30 November 2020
Independent Senator Rex Patrick has called on the Australian Government to urgently develop and announce a comprehensive programme of financing and marketing assistance to help South Australia’s wine industry deal with China’s politically-driven, punitive tariffs.
“China’s announcement last week of massive interim tariffs is unquestionably a devastating blow to Australia’s wine industry which has already had to deal with major disruption due to the COVID-19 pandemic,” Senator Patrick said.
“China’s actions come as no surprise. They have been anticipated for months and the Federal Government should be ready to announce a comprehensive response.”
“An Australian complaint to the World Trade Organisation is important, but it is only part of the picture and will take a long time to deliver any result. Our wine industry needs support now.”
“We need substantive measures to assist Australian wine producers to absorb the impact of losing such an important market and diversify exports elsewhere.”
“Trade Minister Simon Birmingham yesterday acknowledged that Australia will first have to await the finalisation of China’s internal investigation of bogus dumping claims before Australia can invoke the WTO’s dispute resolution processes.”
“In the event that China confirms the imposition of its ‘interim’ tariffs, the WTO process will take at least a year, and probably much longer.”
“China can easily hold Australian wine exports hostage for at least two years while other wine producing nations and China’s domestic wine industry fill the gap. So much for Australia’s much vaunted free trade agreement with China.”
“In these difficult circumstances, it is vital that the Federal Government provide a comprehensive package of assistance to the Australian wine industry so that productive capacity and expertise are not permanently lost.”
“In the course of the COVID-19 pandemic the Australian Government has paid, and continues to pay, billions in assistance to key industries.
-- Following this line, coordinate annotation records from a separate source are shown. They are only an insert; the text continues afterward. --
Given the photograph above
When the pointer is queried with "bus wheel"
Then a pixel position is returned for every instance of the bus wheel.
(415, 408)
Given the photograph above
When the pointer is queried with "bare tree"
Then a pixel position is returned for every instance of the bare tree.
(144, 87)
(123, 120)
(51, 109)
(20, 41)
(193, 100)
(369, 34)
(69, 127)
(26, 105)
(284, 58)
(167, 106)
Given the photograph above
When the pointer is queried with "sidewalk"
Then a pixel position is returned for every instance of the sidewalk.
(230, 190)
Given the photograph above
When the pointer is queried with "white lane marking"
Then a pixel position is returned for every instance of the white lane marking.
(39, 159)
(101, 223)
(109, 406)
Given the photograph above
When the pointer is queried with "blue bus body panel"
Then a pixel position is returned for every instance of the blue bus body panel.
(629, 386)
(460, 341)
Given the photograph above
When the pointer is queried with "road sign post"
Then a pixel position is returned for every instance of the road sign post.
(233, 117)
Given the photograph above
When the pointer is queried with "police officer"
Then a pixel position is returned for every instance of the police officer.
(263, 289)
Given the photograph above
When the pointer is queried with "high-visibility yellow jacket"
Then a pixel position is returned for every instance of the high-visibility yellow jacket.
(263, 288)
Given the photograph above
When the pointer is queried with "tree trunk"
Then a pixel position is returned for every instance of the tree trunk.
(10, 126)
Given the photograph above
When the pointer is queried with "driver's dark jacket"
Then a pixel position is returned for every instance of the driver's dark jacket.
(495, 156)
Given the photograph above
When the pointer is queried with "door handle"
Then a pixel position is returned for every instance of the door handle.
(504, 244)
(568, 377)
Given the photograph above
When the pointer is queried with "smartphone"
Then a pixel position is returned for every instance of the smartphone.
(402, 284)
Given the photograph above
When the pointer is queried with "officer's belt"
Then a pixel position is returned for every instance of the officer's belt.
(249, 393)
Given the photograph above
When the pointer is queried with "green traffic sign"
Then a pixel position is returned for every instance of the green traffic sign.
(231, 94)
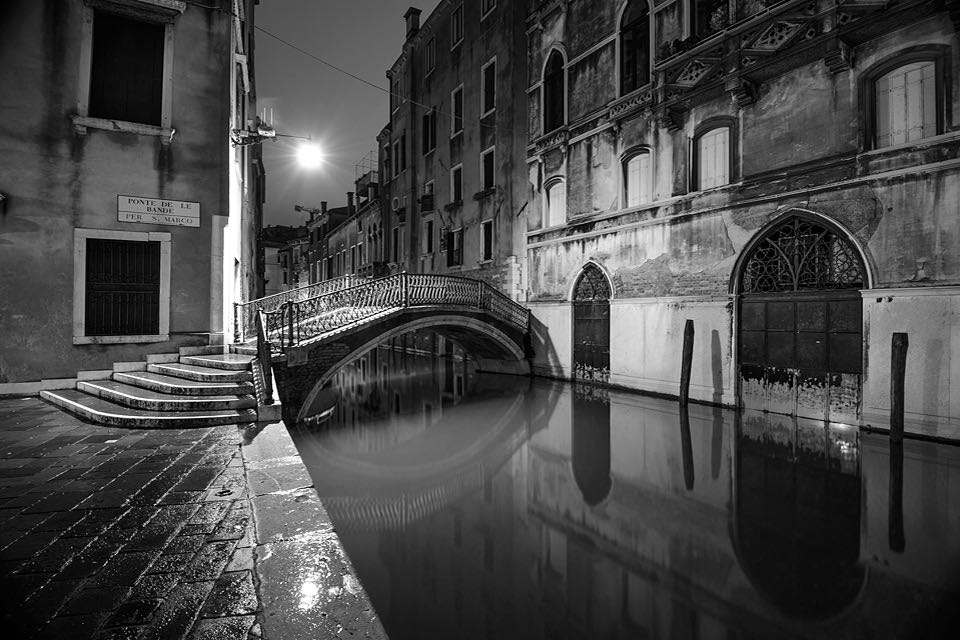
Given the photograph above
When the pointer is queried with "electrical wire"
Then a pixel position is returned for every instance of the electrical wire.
(317, 58)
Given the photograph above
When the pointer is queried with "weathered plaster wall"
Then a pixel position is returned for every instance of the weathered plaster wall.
(56, 180)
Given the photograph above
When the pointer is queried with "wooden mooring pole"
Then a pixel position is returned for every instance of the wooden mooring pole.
(898, 368)
(686, 362)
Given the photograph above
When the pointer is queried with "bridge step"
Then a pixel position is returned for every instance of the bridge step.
(105, 412)
(200, 374)
(179, 386)
(227, 361)
(140, 398)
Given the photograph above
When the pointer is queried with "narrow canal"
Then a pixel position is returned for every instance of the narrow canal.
(484, 506)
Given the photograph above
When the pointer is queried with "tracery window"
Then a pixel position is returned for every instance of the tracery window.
(800, 254)
(634, 46)
(554, 88)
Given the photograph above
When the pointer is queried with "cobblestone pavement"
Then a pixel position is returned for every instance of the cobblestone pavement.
(122, 534)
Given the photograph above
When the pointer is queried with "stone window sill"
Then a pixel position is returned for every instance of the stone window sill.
(120, 339)
(82, 123)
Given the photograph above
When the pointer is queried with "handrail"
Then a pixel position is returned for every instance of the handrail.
(300, 320)
(244, 313)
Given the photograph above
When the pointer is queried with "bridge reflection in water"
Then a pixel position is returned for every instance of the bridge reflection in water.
(479, 506)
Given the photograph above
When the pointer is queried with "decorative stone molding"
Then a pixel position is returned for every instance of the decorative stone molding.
(839, 58)
(629, 103)
(743, 90)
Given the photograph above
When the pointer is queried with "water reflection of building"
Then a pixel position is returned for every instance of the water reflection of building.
(595, 528)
The Government should be prepared now to put forward a substantial package of financial assistance - whether loans or grants or other support - to help growers and winemakers transit through challenging circumstances.”
“The Government should be especially prepared to support change that assists the reorientation of the Australian wine industry towards expanding other current markets and developing new opportunities.”
The Government needs to fund a major international marketing effort to promote Australian wine sales overseas. Arguably the booming Chinese market of recent years has led to a slackening of marketing efforts elsewhere. This must now be remedied as a matter of urgency.”